During the clinical trial, clinical inspectors will conduct regular on-site monitoring visits to ensure that all content of the research protocol is strictly observed and the original data is checked to ensure consistency with the CRF. The research team of this research group consists of a Interdisciplinary researcher with reasonable structure and different expertise (oncology, TCM, epidemiology). Most of the researchers have obtained the "GCP training certificate of the national drug clinical trial institution". Each participant has a designated work schedule to ensure the smooth implementation of the experiment.

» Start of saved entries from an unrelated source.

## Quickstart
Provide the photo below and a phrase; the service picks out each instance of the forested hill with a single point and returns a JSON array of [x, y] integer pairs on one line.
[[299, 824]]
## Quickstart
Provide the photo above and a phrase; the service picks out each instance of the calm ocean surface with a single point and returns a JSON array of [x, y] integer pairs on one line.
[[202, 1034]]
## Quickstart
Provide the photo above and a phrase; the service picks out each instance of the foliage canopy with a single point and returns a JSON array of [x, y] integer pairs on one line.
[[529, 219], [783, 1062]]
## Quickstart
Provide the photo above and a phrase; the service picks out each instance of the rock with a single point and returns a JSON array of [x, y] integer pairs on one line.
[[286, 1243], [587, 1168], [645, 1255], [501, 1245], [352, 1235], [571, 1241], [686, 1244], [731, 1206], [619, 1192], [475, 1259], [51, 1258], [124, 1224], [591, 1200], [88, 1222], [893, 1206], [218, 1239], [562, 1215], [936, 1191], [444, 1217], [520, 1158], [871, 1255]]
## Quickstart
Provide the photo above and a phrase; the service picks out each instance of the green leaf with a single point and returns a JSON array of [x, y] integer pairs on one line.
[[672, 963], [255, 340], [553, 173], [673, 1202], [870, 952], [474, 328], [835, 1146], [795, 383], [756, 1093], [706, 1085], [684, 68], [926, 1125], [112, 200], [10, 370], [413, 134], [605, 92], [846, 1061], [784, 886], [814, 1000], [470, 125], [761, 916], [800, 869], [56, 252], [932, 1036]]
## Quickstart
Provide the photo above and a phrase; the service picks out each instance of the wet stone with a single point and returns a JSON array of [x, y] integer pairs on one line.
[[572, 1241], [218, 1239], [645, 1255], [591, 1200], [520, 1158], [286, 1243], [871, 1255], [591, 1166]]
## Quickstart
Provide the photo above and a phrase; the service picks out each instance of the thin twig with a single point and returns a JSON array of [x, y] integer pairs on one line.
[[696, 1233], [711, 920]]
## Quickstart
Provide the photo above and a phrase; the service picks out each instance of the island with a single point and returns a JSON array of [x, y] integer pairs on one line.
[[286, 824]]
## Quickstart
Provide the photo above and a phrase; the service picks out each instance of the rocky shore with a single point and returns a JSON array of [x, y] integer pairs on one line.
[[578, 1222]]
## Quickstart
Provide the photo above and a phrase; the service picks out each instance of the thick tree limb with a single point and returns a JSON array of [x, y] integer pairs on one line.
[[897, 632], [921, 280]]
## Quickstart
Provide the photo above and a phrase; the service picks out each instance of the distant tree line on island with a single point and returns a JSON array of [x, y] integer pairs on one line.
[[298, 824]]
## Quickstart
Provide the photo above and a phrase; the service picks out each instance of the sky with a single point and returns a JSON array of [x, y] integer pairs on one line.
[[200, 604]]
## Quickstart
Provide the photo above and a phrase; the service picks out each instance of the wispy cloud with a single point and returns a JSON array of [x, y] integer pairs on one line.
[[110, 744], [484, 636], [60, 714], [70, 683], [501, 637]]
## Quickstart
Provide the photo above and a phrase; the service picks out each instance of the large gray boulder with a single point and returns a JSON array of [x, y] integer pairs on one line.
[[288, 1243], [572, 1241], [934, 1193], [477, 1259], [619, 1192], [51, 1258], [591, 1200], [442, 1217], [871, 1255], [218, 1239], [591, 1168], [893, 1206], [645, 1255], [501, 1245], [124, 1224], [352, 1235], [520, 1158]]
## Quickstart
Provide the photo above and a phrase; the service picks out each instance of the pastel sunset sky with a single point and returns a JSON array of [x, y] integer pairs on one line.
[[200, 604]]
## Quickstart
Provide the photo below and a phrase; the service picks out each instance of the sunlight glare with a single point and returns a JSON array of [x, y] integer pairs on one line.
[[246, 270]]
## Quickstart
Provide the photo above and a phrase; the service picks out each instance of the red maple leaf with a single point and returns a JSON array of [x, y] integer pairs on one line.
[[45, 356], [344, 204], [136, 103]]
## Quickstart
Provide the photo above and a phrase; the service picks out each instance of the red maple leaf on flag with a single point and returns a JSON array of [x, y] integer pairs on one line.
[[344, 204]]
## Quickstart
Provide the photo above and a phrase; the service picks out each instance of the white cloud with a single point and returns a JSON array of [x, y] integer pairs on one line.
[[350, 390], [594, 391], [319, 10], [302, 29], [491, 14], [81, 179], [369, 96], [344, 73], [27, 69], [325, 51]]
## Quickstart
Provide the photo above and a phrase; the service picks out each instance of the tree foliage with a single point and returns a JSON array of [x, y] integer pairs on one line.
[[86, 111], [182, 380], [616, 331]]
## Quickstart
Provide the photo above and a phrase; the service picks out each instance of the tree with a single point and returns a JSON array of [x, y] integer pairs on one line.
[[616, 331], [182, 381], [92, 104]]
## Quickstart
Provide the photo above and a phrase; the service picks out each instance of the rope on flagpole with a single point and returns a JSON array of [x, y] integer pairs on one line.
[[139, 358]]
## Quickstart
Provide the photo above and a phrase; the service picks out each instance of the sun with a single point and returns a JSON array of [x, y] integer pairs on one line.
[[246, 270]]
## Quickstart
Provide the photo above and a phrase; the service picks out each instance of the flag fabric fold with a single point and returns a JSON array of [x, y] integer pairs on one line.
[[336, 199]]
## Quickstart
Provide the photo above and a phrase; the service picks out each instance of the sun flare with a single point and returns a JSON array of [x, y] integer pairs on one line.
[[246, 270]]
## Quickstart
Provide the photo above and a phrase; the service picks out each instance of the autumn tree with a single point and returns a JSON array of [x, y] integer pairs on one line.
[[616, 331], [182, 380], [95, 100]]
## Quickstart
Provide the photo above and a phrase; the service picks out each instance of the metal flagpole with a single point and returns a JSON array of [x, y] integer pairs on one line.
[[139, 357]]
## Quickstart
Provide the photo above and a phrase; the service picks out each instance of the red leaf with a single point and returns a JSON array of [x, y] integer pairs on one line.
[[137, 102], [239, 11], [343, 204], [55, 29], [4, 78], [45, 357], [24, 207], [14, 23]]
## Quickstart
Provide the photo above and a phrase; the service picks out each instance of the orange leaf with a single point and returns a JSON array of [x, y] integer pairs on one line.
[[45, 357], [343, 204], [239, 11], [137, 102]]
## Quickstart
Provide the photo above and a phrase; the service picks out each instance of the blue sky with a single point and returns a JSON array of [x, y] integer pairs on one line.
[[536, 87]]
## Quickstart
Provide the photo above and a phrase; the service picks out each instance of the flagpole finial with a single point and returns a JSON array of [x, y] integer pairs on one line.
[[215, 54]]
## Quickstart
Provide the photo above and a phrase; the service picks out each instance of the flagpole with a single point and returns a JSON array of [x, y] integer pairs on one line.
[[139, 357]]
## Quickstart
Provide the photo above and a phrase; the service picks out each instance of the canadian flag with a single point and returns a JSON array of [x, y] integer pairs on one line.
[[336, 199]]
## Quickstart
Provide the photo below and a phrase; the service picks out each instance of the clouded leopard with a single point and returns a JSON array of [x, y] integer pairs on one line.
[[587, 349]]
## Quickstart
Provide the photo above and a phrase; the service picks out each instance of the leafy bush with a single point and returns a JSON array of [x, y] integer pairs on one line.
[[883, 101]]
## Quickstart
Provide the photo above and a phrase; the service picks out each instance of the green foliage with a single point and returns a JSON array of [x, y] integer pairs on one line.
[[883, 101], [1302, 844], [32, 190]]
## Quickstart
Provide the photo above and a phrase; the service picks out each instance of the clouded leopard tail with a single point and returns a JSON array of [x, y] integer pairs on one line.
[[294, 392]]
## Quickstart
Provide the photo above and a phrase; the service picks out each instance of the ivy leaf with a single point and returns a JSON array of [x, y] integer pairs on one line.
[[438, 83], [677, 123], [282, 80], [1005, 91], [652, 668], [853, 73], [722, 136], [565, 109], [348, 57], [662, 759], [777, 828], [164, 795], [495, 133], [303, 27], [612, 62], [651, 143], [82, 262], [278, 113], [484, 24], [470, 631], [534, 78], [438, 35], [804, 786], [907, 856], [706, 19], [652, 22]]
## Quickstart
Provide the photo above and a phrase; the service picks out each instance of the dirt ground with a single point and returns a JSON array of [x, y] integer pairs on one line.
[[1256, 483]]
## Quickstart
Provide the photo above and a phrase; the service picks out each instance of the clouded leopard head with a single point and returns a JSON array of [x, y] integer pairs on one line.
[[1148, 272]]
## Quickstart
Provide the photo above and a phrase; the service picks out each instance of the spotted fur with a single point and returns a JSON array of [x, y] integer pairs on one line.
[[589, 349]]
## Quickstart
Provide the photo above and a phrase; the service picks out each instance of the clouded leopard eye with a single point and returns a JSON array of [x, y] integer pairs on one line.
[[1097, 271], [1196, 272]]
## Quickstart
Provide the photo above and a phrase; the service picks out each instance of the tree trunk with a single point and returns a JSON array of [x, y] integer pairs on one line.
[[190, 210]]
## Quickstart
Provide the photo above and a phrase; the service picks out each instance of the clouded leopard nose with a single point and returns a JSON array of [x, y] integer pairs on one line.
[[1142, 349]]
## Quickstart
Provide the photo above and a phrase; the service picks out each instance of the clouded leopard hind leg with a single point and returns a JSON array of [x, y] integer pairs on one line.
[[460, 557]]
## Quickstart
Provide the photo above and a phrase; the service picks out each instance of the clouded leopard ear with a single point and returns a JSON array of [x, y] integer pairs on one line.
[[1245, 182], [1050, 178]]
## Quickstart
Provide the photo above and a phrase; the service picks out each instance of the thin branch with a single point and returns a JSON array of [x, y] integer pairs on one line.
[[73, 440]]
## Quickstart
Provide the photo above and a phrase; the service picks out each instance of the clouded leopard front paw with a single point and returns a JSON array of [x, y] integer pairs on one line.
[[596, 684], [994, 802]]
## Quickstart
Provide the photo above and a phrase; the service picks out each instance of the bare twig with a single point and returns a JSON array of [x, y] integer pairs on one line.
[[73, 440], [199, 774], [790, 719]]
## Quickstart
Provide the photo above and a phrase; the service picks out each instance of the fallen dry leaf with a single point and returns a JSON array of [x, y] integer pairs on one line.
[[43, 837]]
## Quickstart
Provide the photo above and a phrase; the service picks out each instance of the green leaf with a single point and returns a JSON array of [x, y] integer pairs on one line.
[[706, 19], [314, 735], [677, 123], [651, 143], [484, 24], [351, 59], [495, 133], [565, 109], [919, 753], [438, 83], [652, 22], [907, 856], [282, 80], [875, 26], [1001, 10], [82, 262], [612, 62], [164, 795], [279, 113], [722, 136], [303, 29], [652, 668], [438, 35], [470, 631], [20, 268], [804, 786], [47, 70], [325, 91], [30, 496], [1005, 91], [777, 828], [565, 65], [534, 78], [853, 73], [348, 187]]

All records relating to the identity of the participant are kept confidential and the information will not be disclosed to the public beyond the limits permitted by relevant laws and/or regulations. The name of the participant will not be provided to the sponsor. Only the abbreviation of participant number and name is recorded in the medical record report form. If the participant's name appears in any other document, it must be hidden before a copy of the document can be provided to the sponsor. Research reports stored by computer must comply with local laws on data protection. Patients will be informed in writing that representatives of the trial sponsor, ethics committee or drug administration may review their medical records to check the collected information, and all personal information involved in the review will be strictly confidential and comply with local data protection laws. If the results of the trial are published, the personal identity of the patient will remain confidential. The researchers will keep a list to check the patient's records.